Monday, January 24, 2011

Brief Thoughts on Writing Poetry

I'm on a surprise visit to my brother in Portland, hence the gap since my last post.  Regular posting will recommence upon my return to Honolulu.

Writing poetry is difficult.  Anyone who has tried knows this.  Or rather, anyone who has tried and come out at the other end with a terrible, boring, poorly-constructed poem despite the desire and inspiration to write poetry in the first place knows this.  The thing is, there’s no mechanical process by which the writing of a poem is made easier.  Sure, the constraints of the sonnet form, for example, help to structure the poet’s thoughts, to force limitations on rambling by imposing metrical regularity and a rhyme scheme.  But, while in many ways it is thus easier to write a passable sonnet than a passable blank-verse rambling, it is also harder to produce anything at all.

I think, though, that the biggest barrier to writing poetry is a cultural one.  Poetry is written by the immature, by adolescents trying to cope with the wild emotional rollercoaster that they suddenly find themselves on.  Poetry expresses – poorly – their lust, their fear, their sadness, and their pleasure.  Who, having passed the age of 20, still experiences the world in colors as bright, in emotions as intense, as those of puberty?  Who – among those who have written poetry, anyway – is not embarrassed by the poems they have written as a youth?

What is there to write about, as an adult?  So much modern poetry, it seems to me, is either about itself, or about empty themes like the realities of urban life or political frustrations.  In some sense, I suspect, the themes of Whitman and Eliot and Kerouac and Stevens – our more recent “great” poets – have been exhausted.  How much more so the themes of Keats and Yeats and Tennyson?  That is not to say one may not write a great poem, in our modern age, about the fear of aging and death, but how could it compare with “The Love Song of J. Alfred Prufrock,” filled as it is with self-consciousness and shame at its own pretension, with a sense of pathetic lust, with imagery borrowed from the profound to the absurd?  Could there be a better statement of what it is to be a young man knowing that he will one day be an old man?

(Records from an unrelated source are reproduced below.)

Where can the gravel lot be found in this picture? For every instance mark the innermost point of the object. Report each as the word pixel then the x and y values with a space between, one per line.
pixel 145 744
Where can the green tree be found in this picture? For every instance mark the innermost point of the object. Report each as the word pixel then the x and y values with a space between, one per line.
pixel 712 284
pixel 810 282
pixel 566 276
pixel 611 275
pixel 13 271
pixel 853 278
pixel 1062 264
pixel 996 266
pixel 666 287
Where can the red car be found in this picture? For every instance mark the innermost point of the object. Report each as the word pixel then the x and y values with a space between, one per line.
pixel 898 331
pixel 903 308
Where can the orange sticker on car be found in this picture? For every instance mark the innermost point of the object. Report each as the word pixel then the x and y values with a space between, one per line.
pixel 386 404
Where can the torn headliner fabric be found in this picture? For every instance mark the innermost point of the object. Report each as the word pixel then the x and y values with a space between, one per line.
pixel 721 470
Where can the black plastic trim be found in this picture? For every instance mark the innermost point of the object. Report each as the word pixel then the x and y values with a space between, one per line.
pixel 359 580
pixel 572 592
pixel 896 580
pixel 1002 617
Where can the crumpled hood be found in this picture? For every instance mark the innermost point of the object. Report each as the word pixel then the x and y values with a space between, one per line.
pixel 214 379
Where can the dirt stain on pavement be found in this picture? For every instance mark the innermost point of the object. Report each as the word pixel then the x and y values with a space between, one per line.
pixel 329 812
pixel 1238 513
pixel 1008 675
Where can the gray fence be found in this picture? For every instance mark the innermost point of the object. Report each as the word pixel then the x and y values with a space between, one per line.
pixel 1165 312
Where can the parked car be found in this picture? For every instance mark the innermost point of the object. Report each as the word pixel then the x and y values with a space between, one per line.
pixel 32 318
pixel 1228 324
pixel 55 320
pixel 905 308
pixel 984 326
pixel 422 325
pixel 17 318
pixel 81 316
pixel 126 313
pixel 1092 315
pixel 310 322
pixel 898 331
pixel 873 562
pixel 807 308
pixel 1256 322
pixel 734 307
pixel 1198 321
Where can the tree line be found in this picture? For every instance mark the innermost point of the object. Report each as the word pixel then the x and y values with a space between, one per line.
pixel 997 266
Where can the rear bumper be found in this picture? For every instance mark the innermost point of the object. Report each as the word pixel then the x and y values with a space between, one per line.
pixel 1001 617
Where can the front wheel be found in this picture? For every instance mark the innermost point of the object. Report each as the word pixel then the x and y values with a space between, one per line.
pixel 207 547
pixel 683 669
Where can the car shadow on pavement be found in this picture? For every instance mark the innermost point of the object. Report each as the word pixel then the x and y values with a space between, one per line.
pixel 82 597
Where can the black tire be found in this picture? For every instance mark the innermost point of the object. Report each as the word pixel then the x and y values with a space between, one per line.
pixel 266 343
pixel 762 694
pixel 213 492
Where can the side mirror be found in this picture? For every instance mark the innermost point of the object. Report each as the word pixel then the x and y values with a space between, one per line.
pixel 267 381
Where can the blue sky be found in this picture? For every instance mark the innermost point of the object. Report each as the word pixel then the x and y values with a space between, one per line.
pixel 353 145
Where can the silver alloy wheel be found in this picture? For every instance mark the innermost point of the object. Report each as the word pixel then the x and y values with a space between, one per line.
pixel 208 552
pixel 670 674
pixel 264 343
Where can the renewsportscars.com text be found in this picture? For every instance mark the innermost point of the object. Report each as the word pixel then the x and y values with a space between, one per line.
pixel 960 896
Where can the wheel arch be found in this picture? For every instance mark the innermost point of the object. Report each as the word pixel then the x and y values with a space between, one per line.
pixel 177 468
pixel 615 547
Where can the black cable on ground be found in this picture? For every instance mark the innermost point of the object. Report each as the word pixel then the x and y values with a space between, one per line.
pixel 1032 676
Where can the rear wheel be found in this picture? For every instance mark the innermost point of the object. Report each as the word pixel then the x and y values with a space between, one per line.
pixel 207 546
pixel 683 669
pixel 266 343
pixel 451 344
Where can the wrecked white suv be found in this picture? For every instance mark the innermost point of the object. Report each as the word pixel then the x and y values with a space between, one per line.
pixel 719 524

Instead, poetry has become the work of the clever, and indeed it must be exceedingly so to be purchased at all.  Or, rather, there are no poets anymore, at least not poets who’s primary occupation is poetry, because the act of writing good poetry might be opposed to the act of writing poetry that people are willing to purchase.  Even someone like Eliot, were he not famous, would likely never be read at all because his good poetry is hard to understand.  And hard-to-understand doesn’t cut it in the marketplace.  Why else would so many people go to see Little Fockers instead of, well, anything else?

The mistake, here, would be to think of poetry too much as an outcome, a mistake that is pervasive across our society.  Because we are so inundated with a historical account – of not just art, but science and politics and you name it – that is concerned mainly with the outcome of “great” poets and their great poems, we forget the hundreds and hundreds of poems that even those poets wrote which are not great.  We forget about first drafts, second drafts, third drafts.  We forget about the process of writing poetry, imagining that the great outcome might come from merely trying to write a single poem without practice, without thought, without the ability to write poetry, and not merely to have written poetry.